Don’t worry about worrying the people who love you. No matter how much this concerns you, you can’t do much about it, and you (very badly) need to channel your energy towards more immediate things, like your health. Besides, people who love you want to be there for you. Give them some credit. Which takes me to my next point.

Never go to the doctor alone. More than one listener means perspective. Particularly valuable if you are in a panic or emotionally involved.

And, if I could leave you with just one thing, it would be this: don’t be afraid. I’ve learned (thank you Kate for helping me get there) that the opposite of fear is faith. I don’t know about you, but there has been a shortage of faith in my pragmatic, intellectual, non-religious family. Getting on your knees and praying to a force bigger than you (whatever you conceive this to be) beats having all the facts this wired world has to offer. Have faith. If you don’t have any, go find it.


Carol Miller said...

Only a part of your family disdians faith. Some of us are humbled by its accomplishments and staggered by just being receptive. And yes, having a support team is enormously reassuring, independently of ABSOLUTELY needing to make lists, notes and visit doctors with witnesses who reinforce and forcus.
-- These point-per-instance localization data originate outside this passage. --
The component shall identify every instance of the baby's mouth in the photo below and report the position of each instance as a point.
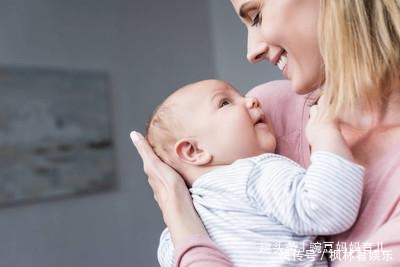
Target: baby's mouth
(260, 120)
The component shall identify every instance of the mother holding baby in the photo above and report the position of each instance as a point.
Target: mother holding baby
(350, 49)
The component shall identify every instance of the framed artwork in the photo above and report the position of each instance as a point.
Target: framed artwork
(55, 134)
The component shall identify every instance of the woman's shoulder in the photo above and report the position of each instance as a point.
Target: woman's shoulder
(288, 113)
(286, 109)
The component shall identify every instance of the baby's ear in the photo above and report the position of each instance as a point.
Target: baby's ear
(188, 150)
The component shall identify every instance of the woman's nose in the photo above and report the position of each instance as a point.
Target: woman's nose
(256, 48)
(252, 102)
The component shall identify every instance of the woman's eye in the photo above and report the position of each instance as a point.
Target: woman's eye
(224, 103)
(256, 20)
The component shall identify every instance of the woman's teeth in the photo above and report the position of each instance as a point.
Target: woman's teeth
(282, 62)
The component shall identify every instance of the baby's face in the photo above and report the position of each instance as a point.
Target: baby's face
(225, 123)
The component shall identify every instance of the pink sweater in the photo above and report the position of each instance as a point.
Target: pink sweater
(379, 218)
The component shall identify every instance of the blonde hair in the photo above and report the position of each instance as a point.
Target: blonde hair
(360, 47)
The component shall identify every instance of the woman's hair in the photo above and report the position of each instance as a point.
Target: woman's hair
(360, 47)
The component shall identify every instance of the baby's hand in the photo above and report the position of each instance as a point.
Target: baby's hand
(321, 128)
(323, 132)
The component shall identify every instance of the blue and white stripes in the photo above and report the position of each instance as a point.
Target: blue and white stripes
(270, 199)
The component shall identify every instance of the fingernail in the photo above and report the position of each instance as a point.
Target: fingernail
(134, 136)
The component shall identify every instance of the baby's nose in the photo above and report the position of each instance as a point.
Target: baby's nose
(252, 102)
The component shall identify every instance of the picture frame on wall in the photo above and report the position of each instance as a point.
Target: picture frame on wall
(55, 134)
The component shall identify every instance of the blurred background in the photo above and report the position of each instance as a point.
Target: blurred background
(147, 49)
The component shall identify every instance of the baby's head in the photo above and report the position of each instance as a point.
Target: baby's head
(208, 124)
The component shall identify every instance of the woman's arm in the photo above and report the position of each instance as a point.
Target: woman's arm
(194, 247)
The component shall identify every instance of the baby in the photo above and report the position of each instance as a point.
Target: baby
(261, 208)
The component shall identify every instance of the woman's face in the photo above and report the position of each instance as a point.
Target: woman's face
(285, 32)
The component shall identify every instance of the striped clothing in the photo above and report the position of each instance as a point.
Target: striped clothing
(262, 210)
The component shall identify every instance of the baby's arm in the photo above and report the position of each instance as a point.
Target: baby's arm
(165, 252)
(323, 134)
(323, 200)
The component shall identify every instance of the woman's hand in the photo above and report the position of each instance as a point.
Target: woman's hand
(170, 192)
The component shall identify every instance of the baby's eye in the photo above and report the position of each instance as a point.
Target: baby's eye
(224, 102)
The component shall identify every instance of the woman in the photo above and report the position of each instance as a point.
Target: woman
(350, 49)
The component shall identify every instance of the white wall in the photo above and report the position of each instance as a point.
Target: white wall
(149, 48)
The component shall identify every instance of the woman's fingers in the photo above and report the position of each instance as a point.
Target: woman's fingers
(144, 149)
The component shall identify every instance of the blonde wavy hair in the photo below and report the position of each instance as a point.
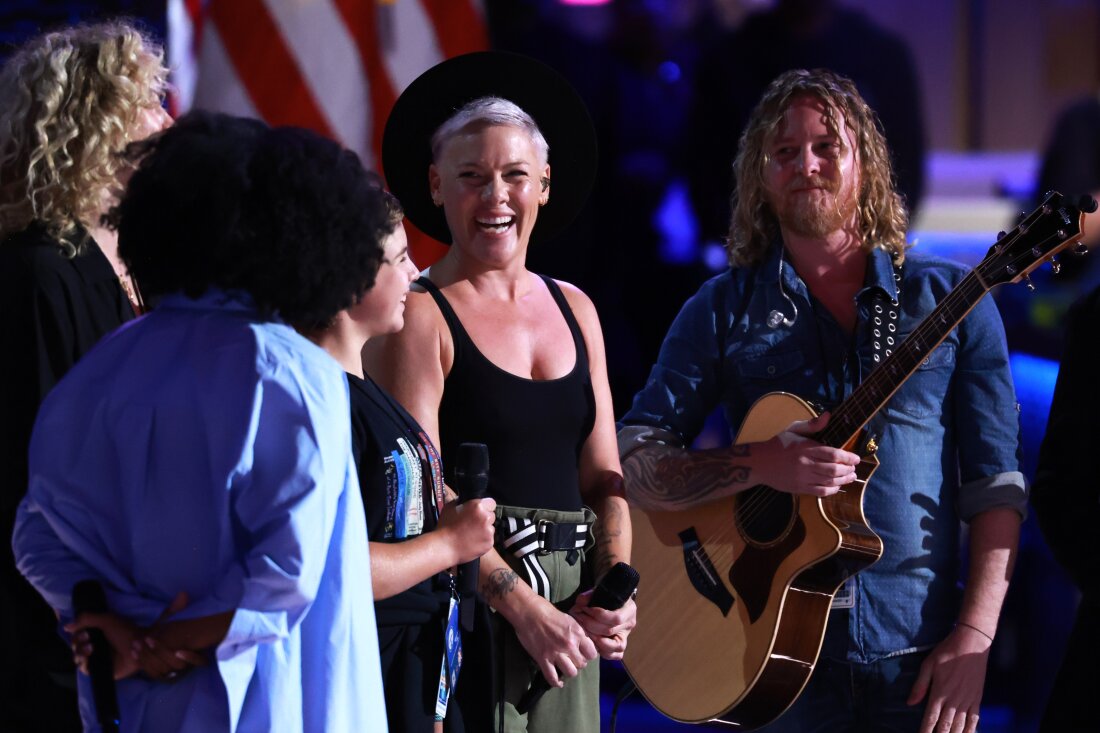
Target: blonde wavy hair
(69, 104)
(882, 217)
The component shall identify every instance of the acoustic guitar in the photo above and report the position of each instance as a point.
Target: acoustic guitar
(737, 591)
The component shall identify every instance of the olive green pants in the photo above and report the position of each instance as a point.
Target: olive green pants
(575, 707)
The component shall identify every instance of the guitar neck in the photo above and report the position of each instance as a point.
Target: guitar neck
(869, 397)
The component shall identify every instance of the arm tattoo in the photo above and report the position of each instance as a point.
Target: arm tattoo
(499, 583)
(662, 477)
(608, 528)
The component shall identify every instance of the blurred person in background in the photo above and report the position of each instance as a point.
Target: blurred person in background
(197, 462)
(70, 101)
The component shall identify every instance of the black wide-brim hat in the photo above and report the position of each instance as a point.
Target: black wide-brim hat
(539, 90)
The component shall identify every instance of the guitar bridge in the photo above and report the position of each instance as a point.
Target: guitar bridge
(701, 572)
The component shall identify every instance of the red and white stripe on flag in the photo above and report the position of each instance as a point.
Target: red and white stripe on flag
(333, 66)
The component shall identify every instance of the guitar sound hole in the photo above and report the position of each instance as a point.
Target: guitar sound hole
(763, 515)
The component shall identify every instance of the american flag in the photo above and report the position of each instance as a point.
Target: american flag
(333, 66)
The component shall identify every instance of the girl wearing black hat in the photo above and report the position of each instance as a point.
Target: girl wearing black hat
(494, 353)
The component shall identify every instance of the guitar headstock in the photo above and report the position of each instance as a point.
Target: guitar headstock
(1049, 229)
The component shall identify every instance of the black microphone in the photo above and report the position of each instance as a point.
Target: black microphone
(471, 481)
(613, 591)
(88, 598)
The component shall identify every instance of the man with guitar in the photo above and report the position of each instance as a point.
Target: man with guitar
(820, 293)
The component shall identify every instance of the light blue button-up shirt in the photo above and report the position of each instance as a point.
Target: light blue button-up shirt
(948, 438)
(201, 449)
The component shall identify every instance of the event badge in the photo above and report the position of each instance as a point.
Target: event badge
(452, 659)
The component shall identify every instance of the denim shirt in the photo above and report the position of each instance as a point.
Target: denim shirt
(948, 439)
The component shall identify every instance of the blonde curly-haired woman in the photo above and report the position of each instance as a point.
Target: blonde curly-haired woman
(70, 101)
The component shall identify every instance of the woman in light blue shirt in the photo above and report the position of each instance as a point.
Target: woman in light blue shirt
(206, 448)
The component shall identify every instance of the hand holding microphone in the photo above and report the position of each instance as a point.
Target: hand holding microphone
(613, 591)
(471, 483)
(88, 598)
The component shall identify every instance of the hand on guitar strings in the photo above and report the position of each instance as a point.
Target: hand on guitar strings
(799, 465)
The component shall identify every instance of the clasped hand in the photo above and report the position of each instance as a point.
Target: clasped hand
(608, 630)
(135, 648)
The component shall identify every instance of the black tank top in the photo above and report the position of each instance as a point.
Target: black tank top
(534, 428)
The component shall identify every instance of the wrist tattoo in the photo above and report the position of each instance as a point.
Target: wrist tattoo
(499, 583)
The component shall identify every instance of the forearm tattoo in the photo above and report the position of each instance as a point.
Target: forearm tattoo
(663, 477)
(499, 583)
(608, 528)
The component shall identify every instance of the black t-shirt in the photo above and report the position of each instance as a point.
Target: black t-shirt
(53, 310)
(399, 478)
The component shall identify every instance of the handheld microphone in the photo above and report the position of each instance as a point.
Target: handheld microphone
(471, 481)
(88, 598)
(614, 590)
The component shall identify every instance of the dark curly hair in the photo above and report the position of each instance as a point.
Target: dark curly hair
(282, 214)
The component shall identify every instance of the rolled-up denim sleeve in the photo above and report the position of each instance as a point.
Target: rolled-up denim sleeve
(685, 383)
(987, 417)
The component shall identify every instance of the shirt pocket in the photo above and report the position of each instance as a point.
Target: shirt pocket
(768, 371)
(923, 393)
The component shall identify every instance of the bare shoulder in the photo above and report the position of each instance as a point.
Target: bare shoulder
(581, 304)
(422, 316)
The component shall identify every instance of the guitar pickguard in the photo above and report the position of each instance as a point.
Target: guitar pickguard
(754, 570)
(701, 572)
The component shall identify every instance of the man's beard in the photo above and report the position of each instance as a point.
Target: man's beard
(814, 215)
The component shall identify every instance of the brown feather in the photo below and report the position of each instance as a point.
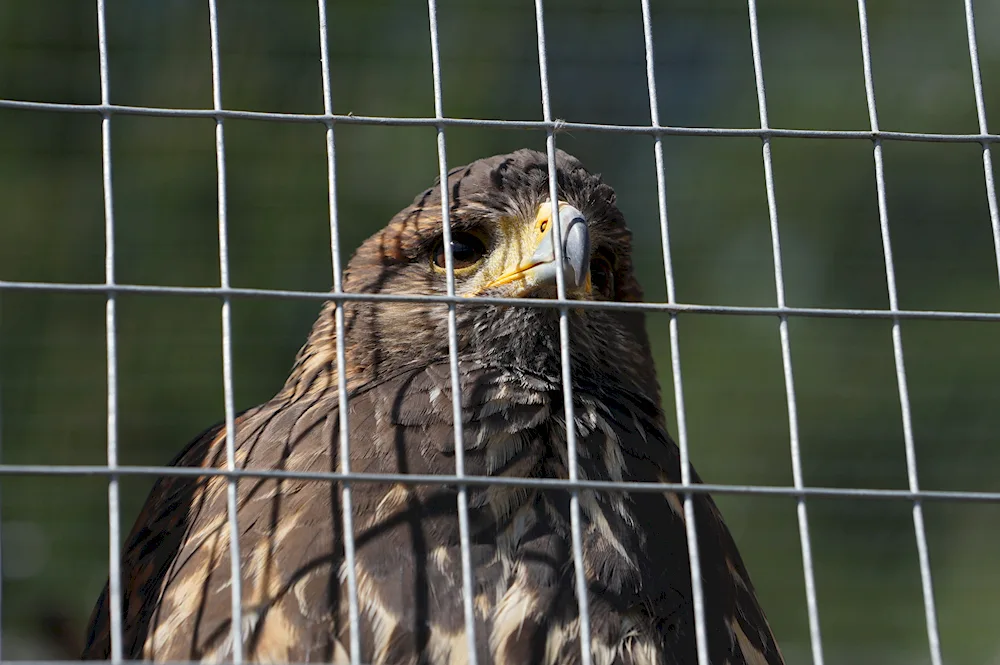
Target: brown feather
(176, 560)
As for God, he can be perceived however you like and called by any name. There's still that larger force. People through history have decried God's apparent indifference to pain, suffering, inequality, cruelty, famine, injustice, the things that have nothing to do with God. They are man-made. Cataclysmic transformations in the make-up of the universe, on the grand scale or immediate, are simply unavoidable adjustments that have to be dealt with. So whether you subscribe to the 36 million deities of Hinduism or just put your money on San Expedito, San Judas Tadeo or Ganesha, you have an ally in dealthing with difficult causes.

Carol Miller said...

By the way, don't confuse God with the prophets through the ages. Each has an interpretation that might make the overall notion of faith more acceptable, from Zoroaster, Moses, Buddha, Jesus, Mohammad, the spokesmen for Jainism, Hinduism, any "ism" at all. Loyalty to a state, that is support of a political ideology, is also not to be confused with faith, which is equally susceptible to coalitions, but on a different and more enduring level. They cannot be voted out of office. Only you can decide, and the decisions can be subject to revision, every single day.